Sujet de BTS Nouvelle-Calédonie 2007

Analyse d’une situation juridique (6 points / 20)

Monsieur Laulanet dirige à Douarnenez (Finistère) une école de voile destinée à initier les débutants à la pratique de la navigation et à préparer les plus expérimentés à la compétition. Les élèves-stagiaires peuvent être totalement pris en charge sur place, car l’établissement propose un service d’hébergement et de restauration à ceux qui le souhaitent. Monsieur Laulanet n’exerce personnellement aucune activité d’enseignement. Son rôle se limite au recrutement des moniteurs, à l’organisation des cours et à la gestion de l’école. Après une première année encourageante, il rencontre des difficultés financières au cours de l’été 2008. Son fournisseur en produits d’accastillage lui réclame le paiement de la dernière livraison effectuée trois mois auparavant pour un montant de 10.000 euros. Cette entreprise envisage de l’assigner en justice devant le tribunal de commerce de Lorient, se prévalant de l’article 14 du contrat de vente ainsi rédigé :

Art 14 – Litiges – attribution de juridiction « Sauf convention contraire, comportant accord écrit et signé par nous, toute commande entraine l’adhésion pleine et entière de l’acheteur aux conditions ci-dessus énoncées. Toute contestation de quelque sorte qu’elle soit, sera toujours de la compétence exclusive des tribunaux de Lorient ».

Monsieur Laulanet prétend qu’il n’est pas commerçant n’étant pas immatriculé au RCS.
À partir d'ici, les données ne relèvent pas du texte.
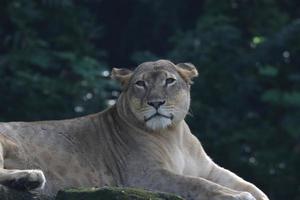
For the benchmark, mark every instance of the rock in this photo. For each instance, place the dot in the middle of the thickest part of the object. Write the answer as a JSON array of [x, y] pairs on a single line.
[[113, 193], [11, 194]]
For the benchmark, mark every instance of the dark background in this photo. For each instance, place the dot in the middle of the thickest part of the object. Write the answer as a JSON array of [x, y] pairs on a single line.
[[55, 56]]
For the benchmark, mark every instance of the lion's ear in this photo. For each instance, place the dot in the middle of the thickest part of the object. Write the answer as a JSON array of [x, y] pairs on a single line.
[[121, 75], [187, 71]]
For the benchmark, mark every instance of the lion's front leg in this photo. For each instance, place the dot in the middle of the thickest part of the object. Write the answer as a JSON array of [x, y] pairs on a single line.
[[229, 179], [190, 188]]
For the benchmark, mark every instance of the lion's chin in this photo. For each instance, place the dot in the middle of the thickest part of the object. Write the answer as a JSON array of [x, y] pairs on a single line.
[[158, 123]]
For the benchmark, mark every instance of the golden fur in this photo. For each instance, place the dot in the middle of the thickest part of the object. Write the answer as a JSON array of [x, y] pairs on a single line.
[[142, 141]]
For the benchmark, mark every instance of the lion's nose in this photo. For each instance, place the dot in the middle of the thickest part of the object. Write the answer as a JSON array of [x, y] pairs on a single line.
[[156, 104]]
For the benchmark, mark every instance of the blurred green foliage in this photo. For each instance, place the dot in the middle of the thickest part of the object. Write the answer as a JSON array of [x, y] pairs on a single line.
[[245, 104]]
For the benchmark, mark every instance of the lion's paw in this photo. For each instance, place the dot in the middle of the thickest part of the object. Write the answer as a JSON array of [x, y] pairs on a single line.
[[26, 180], [245, 196]]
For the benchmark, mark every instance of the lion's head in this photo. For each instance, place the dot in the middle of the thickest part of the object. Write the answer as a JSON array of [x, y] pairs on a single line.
[[157, 93]]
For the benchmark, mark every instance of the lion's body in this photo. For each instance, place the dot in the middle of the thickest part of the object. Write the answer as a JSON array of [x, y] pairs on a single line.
[[142, 141], [62, 150]]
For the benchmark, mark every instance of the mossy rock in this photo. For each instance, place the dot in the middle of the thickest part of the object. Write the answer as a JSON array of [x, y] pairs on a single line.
[[11, 194], [113, 193]]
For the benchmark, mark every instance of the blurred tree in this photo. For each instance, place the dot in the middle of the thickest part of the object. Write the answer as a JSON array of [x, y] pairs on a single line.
[[245, 104], [246, 101], [49, 67]]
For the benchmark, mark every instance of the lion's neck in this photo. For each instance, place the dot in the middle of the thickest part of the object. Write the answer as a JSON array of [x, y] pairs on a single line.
[[127, 117]]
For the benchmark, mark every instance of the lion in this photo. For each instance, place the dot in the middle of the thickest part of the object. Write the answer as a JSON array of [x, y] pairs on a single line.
[[142, 141]]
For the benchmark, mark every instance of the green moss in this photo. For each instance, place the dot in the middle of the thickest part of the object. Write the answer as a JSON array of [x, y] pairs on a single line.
[[113, 193]]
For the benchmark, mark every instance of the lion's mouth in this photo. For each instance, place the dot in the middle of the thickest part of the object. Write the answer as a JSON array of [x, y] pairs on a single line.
[[157, 114]]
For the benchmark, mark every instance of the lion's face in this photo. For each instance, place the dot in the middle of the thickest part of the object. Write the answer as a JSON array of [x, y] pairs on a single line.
[[158, 93]]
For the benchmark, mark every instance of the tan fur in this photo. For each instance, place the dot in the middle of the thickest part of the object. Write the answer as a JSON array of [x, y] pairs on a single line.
[[120, 147]]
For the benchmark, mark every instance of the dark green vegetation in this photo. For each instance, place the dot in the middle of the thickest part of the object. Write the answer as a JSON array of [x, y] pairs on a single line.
[[112, 193], [245, 104]]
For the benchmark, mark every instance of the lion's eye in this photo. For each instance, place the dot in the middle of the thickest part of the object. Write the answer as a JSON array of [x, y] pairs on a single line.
[[140, 83], [170, 81]]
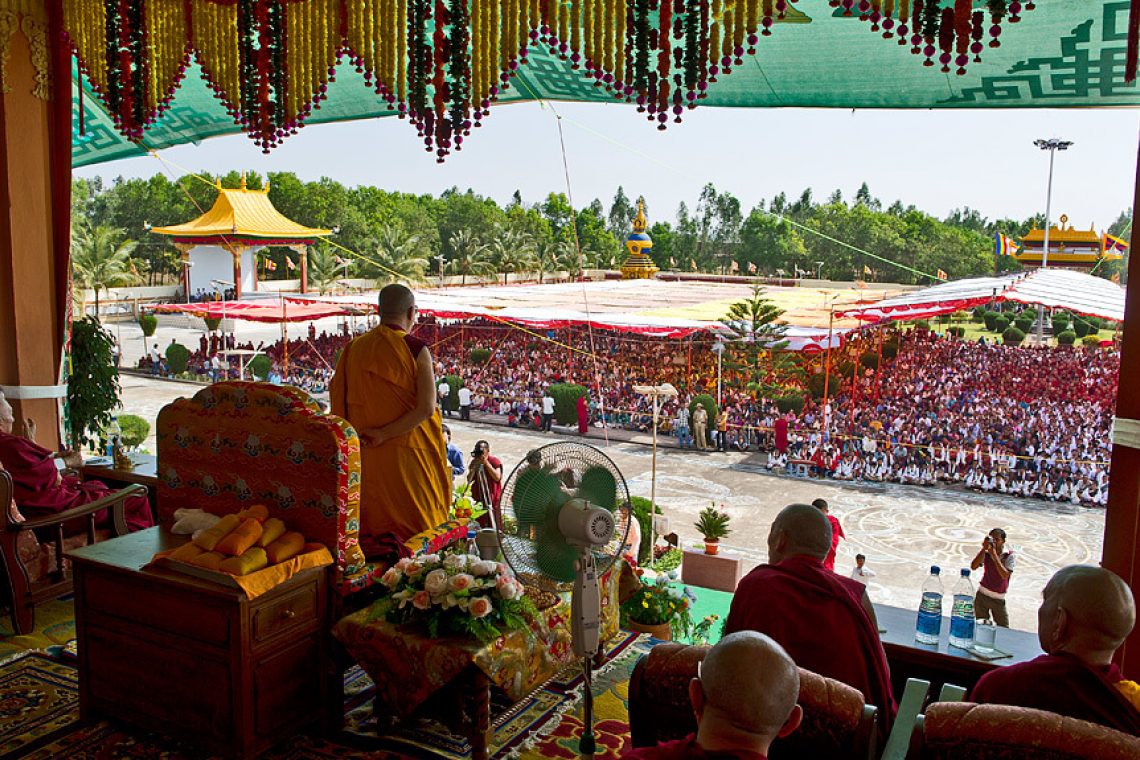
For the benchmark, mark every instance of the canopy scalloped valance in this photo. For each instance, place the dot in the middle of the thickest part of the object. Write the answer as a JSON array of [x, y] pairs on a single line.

A partir de l’annexe 1 et en utilisant une méthodologie, analysez le cas présenté ci- dessus.

Annexe 1

Extraits du code de commerce

TITRE PREMIER : De l’acte de commerce

Art. L 110-1

La loi répute actes de commerces :

1. tout achat de biens meubles pour les revendre, soit en nature, soit après les avoir travaillés et mis en œuvre ;

2. tout achat de biens immeubles aux fins de les revendre, à moins que l’acquéreur n’ait agi en vue d’édifier un ou plusieurs bâtiments et de les vendre en bloc ou par locaux ;

3. toutes opérations d’intermédiaire pour l’achat, la souscription ou la vente d’immeubles, de fonds de commerce, d’actions ou parts de sociétés immobilières ;

4. toute entreprise de location de meubles ;

5. toute entreprise de manufactures, de commission, de transport par terre ou par eau ;

6. toute entreprise de fournitures, d’agence, bureaux d’affaires, établissements de ventes à l’encan, de spectacles publics ;

7. toute opération de change, banque et courtage ;

8. toutes obligations de banques publiques ;

9. toutes obligations entre négociants, marchands et banquiers ;

10. entre toutes personnes, les lettres de change.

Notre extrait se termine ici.